The civil rights movement has come a long way since the 1950s, but we still have a ways to go to achieve true equality.
Daniel Gill has been helping to open young minds as a teacher for the past 52 years. He grew up in New York City and began his career there before moving to Glenfield Middle School in Montclair, New Jersey. From the moment he started at Glenfield, he became instrumental in desegregating the school to make it inclusive for people of all ethnicities.
Dan has always been a champion for civil rights because he grew up witnessing the ugly effects of segregation and prejudice. That’s why he keeps an empty chair in his classroom, and every year when he teaches his lesson around Martin Luther King Jr.’s birthday, he tells his students why.
In the 1950s, 9-year-old Dan was invited to a birthday party in his New York City apartment complex. He and his friend Archie, who was Black, showed up at the party with presents, excited to see their friends, but the birthday boy’s mother met them at the door. She told Dan that he could come in, but that there “weren’t enough chairs” for Archie to attend.
Dan offered to sit on the floor so they both could go to the party, but she said no. The boys were devastated when they realized that “not enough chairs” meant that a Black child was not welcome in her home. They both left in tears, and the feeling stuck with Dan for his whole life.
“We need to be a class of opportunity,” Dan explained about his own classroom. “Archie was denied the opportunity to go to the birthday party because of a bias the woman had.”
Dan says that students tend to learn through symbols, so he keeps the chair there to remind them that everyone is welcome in his classroom.
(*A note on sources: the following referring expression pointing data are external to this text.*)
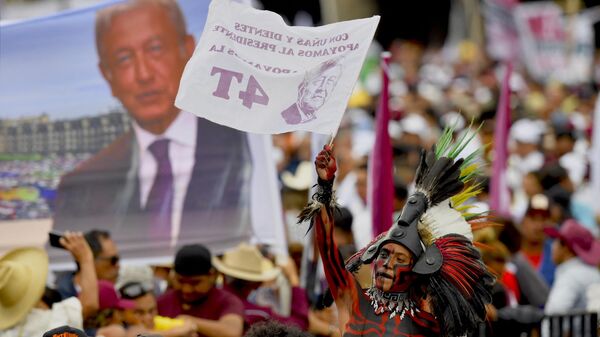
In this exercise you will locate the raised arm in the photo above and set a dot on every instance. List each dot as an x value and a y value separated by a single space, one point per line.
79 248
341 282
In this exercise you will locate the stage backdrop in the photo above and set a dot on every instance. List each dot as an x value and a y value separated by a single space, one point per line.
71 159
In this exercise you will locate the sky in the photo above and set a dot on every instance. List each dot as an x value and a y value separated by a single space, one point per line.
49 64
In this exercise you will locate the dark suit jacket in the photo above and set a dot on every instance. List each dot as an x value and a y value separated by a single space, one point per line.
104 193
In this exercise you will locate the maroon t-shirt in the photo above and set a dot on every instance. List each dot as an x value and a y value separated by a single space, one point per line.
217 304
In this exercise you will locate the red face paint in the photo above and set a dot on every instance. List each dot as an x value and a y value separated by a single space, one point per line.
391 273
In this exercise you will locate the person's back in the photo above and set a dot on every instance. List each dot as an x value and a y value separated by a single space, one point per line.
215 311
577 254
573 278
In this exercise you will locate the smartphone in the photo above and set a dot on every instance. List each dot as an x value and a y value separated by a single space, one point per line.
54 239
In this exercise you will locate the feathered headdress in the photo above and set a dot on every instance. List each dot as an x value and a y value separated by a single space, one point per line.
434 226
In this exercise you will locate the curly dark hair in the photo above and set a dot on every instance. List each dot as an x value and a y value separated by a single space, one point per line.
273 328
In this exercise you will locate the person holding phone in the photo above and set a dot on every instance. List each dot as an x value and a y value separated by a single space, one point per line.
105 261
24 272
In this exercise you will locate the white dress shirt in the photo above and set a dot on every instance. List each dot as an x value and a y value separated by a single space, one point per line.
182 136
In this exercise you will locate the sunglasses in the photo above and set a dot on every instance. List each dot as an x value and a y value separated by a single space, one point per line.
113 260
133 290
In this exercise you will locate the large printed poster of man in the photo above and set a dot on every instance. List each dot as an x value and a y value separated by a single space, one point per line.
154 176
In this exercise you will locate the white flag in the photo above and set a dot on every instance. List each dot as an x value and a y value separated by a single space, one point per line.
254 73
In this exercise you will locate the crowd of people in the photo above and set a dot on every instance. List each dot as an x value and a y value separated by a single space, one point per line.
545 253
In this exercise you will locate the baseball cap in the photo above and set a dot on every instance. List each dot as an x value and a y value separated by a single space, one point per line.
579 239
65 331
193 260
539 204
109 299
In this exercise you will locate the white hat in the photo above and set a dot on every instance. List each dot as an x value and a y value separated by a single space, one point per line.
453 119
246 263
23 274
140 274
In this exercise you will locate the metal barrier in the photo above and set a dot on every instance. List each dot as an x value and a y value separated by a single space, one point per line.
582 324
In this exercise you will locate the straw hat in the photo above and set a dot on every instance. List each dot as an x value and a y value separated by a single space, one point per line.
23 274
246 263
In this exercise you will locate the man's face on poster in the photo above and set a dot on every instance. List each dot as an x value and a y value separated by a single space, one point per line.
316 89
142 58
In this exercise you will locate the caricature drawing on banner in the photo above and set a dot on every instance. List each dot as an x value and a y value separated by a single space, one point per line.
252 72
313 91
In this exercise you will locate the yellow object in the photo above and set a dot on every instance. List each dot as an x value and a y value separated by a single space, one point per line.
162 323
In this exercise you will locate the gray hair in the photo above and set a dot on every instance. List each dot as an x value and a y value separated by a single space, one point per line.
105 16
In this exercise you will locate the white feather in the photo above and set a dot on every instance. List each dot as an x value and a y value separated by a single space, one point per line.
442 220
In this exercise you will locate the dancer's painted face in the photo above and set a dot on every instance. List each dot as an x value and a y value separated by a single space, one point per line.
393 268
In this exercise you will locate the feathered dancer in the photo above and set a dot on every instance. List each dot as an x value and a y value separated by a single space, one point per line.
427 277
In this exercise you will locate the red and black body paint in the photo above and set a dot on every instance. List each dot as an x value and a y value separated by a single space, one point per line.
364 321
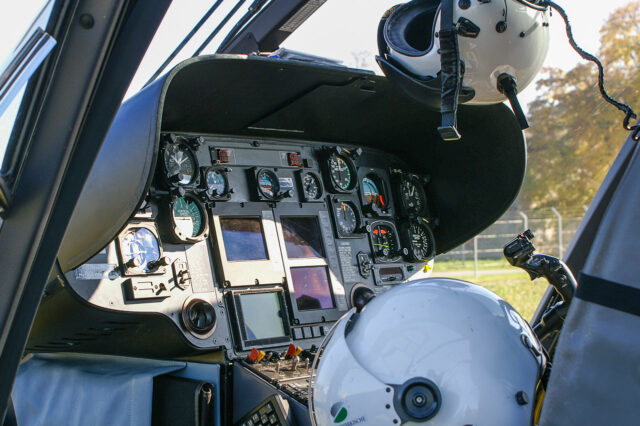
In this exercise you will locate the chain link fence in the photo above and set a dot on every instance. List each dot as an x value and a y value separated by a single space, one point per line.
553 230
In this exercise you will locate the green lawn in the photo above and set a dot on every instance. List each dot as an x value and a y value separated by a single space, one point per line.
516 288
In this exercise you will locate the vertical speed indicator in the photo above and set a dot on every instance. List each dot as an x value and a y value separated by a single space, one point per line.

“It’s a reminder that they can do better — better academically, socially, and emotionally — but also to make people feel welcome and make this a better place to live,” he said.
Dan will retire from teaching after the 2022-2023 school year, but he’s taking his message of inclusion and acceptance to an even larger audience. At a recent literary festival he pitched a book idea called “No More Chairs” to publishers. Although Archie passed away in 2021, Dan has reached out to his family.
“I hope it imparts to kids how they can be better and how they can treat people better,” he says of the upcoming book. “I hope they will be decision-makers in their own class.”
It’s amazing how such a simple symbol can convey so much. Dan’s story is powerful, and it reminds us that we are all responsible for making the people around us feel welcome, comfortable, and equal.